Point Me

Thursday, May 7, 2009

Commercials make me angry.

I take commercials very very seriously.

When I watch a commercial, I'm hyper aware of what message is trying to be put across. What psychological buttons are being pushed, and what sort of magic the products are promising. I'm so cynical, I'm like an ad firms worst nightmare. You cannot make me want a product. I guess all my communications classes really got in my head.

I've been like this since I was little though too. I would always refuse to wear clothes with logos on them because "why should I be a walking billboard?". This also had a side effect of making me wicked uncool. But whatever!

The ad that's bugging me today is the Alli commercial that was on the ABC episode player last night. We were watching lost (natch), we're like half way through the 2nd season now.

Alli is a weight loss drug. It inhibits the amount of fat your body takes in during digestion. It has similar side-effects to our good old friend Olestra, the fat substitute, in that it makes you poop yourself. Hooray!

Anyways, the commercial features a testimony from a woman named Cheryl, who has lost 30 pounds with Alli. The line that killed me was:

"When I look at pictures of myself from before?" As she covers her face in shame, "It's disgusting."

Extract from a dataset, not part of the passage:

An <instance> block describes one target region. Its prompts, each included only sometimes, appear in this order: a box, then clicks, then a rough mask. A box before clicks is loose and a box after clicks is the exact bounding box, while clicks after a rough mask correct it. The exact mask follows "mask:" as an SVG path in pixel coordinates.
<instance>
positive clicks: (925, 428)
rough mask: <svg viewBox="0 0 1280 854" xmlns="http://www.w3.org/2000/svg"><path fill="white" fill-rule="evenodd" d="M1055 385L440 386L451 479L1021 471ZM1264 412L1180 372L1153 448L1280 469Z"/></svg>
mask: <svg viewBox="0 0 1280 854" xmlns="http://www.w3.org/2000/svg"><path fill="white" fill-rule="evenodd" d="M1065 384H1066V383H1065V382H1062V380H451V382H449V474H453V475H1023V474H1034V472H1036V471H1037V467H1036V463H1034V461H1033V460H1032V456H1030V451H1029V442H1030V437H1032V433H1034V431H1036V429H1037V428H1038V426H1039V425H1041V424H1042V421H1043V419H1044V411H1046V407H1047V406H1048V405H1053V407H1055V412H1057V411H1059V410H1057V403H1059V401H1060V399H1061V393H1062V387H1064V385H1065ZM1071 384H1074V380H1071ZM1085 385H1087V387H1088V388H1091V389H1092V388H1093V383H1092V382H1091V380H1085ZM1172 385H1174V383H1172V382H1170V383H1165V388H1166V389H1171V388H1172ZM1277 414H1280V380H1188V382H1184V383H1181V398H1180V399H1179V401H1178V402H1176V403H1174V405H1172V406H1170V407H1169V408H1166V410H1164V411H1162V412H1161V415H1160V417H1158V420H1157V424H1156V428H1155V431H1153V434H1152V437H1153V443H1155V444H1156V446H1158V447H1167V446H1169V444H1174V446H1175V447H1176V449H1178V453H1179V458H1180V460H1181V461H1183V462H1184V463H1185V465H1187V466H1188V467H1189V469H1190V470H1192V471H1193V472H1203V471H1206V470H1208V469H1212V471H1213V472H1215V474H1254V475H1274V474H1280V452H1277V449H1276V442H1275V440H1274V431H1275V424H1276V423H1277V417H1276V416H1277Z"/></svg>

Yeah, thanks Cheryl. While I can understand feeling proud of your new body and ashamed of how you let yourself go, you don't need to broadcast these feelings of self-degradation out to the whole world.
By presenting your body with shame, you are proclaiming that all women that looked like you deserve to feel disgusted by their bodies, and creating a platform for so many other people to take on these feelings of disgust for themselves. You're creating a conduit for low self-esteem for everyone.

I totally get why the drug peddlers put this line in. It's to get into the heads of people who already feel this way, harness their shame, and make them feel like buying Alli is the answer. It has the sick side effect though of making people who are perfectly normal reassess themselves, and make them wonder if they need the magic loose stool pill. They want to make people think "Do people look at pictures of me and think I'm disgusting?" "Do I need to cover my face in shame?" "Maybe I need to go buy some pills."

(Just a sidenote, the PAL perscription advocacy group gave the makers of this drug an AMAZING award : "The with Allies like this, who needs enemas?" trophy.lolz)

Maybe I'm overreacting. But I do feel when people refer to their bodies as "disgusting" on tv, shit like this happens to little girls.

1 comment:

  1. I think you're spot on. The problem with all the super-thin women we see in the media is that the body type is naturally uncommon, but our brains see it everywhere and so expect that it must be the norm. And anyone who doesn't fit the fake "norm" feels awful for not doing so. F the media, they just want to sell you shit anyway.